El fondo reflejaba los rayos ardientes del sol del trópico. Durante dos meses había sido dragado meticulosamente por una especie de dinosaurio que ahora yacía inmóvil, en la orilla como acechando un caimán de acero y de caucho. Peces rojos y amarillos cabrilleaban nerviosos al recibir la onda líquida que enviaban las aletas de goma del buceador. Y las plantas submarinas emitían unas extrañas iridiscencias rosadas. Había en aquella atmósfera acuática como una pregunta suspendida desde hacía dos mil años. Parecía un templo en el que aún se siguiese celebrando un rito ancestral.
De repente, el contador Geiger, que Moreau llevaba sujeta la cintura, comenzó a lanzar frenéticas vibraciones que el elemento líquido transmitía como un eco fantasmal. Pisó el fondo y un eco metálico golpeó sus oídos. Palpó frenéticamente entre el suelo de algas y de lodo hasta encontrar una chapa que parecía de acero.
Rebuscó frenéticamente mientras el contador seguía emitiendo su señal de alarma, hasta encontrar una especie de escotilla cerrada a rosca por una manivela que los brazos de Moreau giraron nerviosamente. La escotilla se abrió porque, por razones que desconocía el arqueólogo, el agua había penetrado dentro de «aquello». Por eso la presión entre el interior y la columna de agua de quince metros estaba equilibrada.
Valiéndose de una potente linterna, Moreau permaneció más de una hora explorando la astronave. Encontró extraños mecanismos deliberadamente destruidos, pero que revelaban una civilización superior a la terrestre. Posiblemente, la destrucción había alcanzado un punto situado más allá de las pretensiones de los tripulantes de aquella nave espacial, porque el contador Geiger marcaba con su índice una cifra bastante superior a lo considerado como normal para la integridad del cuerpo humano. Pero a Moreau no le angustiaba ya el saber con certeza que estaba condenado a muerte, de que apenas tendría tiempo para comunicar a los demás hombres lo que había estado buscando desde hacía más de veinte años. ¡Al lado de unos huesos de apariencia humana relampagueó de repente un crucifijo de plata! También Dios se había revelado a los hombres en una planeta situado a muchos años-luz de allí!

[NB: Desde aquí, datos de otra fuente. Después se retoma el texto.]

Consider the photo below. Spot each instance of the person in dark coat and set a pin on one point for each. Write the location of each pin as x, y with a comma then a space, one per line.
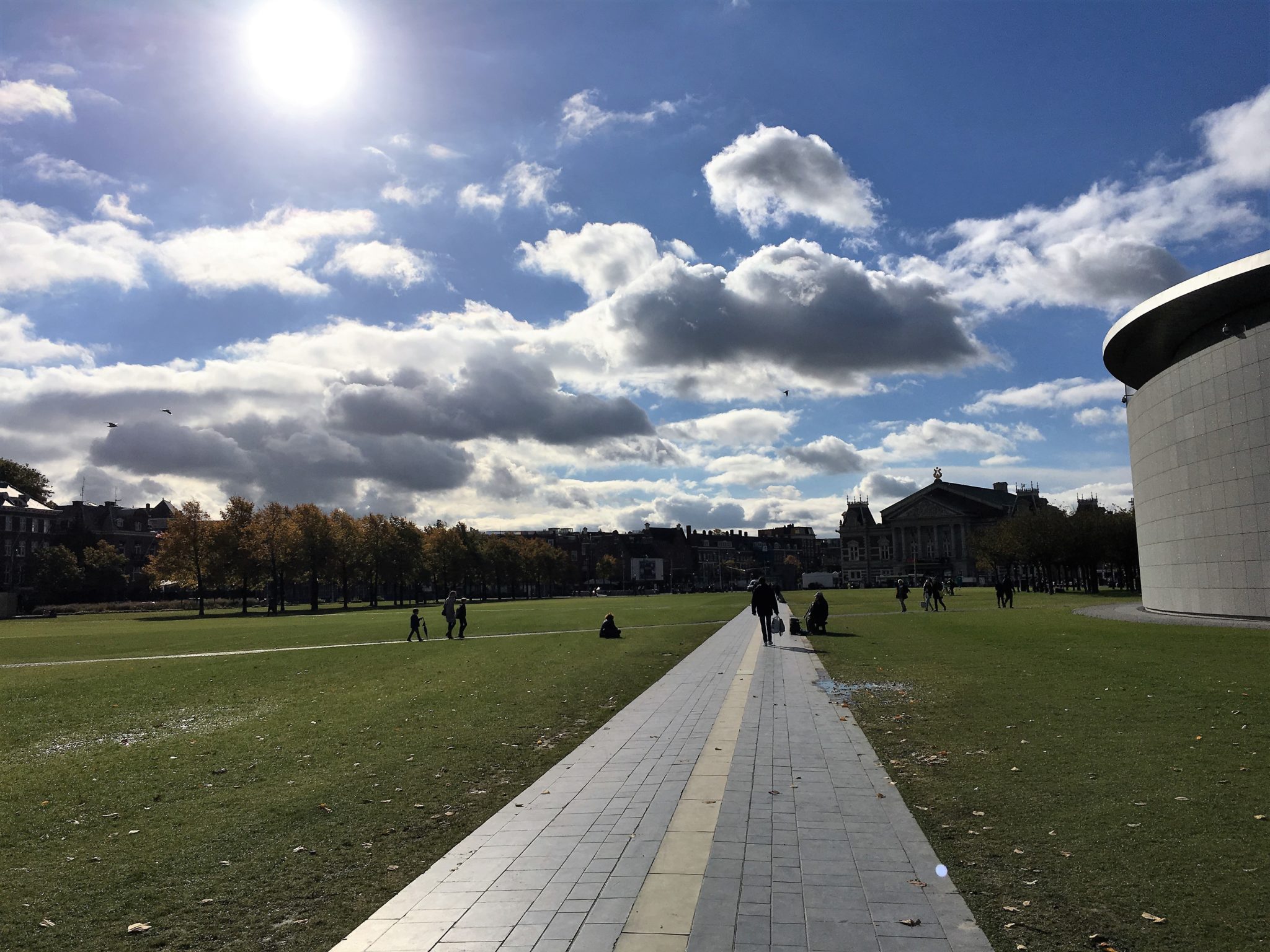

Por eso, cuando dos días después el helicóptero llegó a recoger al arqueólogo francés, sus tripulantes lo encontraron de rodillas rezando, sobre la cima del Teocalli, al mismo Dios que bajo nombres distintos habían adorado todos los hombres del planeta Tierra y de aquel otro planeta distante que un día había transmitido allí la doctrina de Cristo.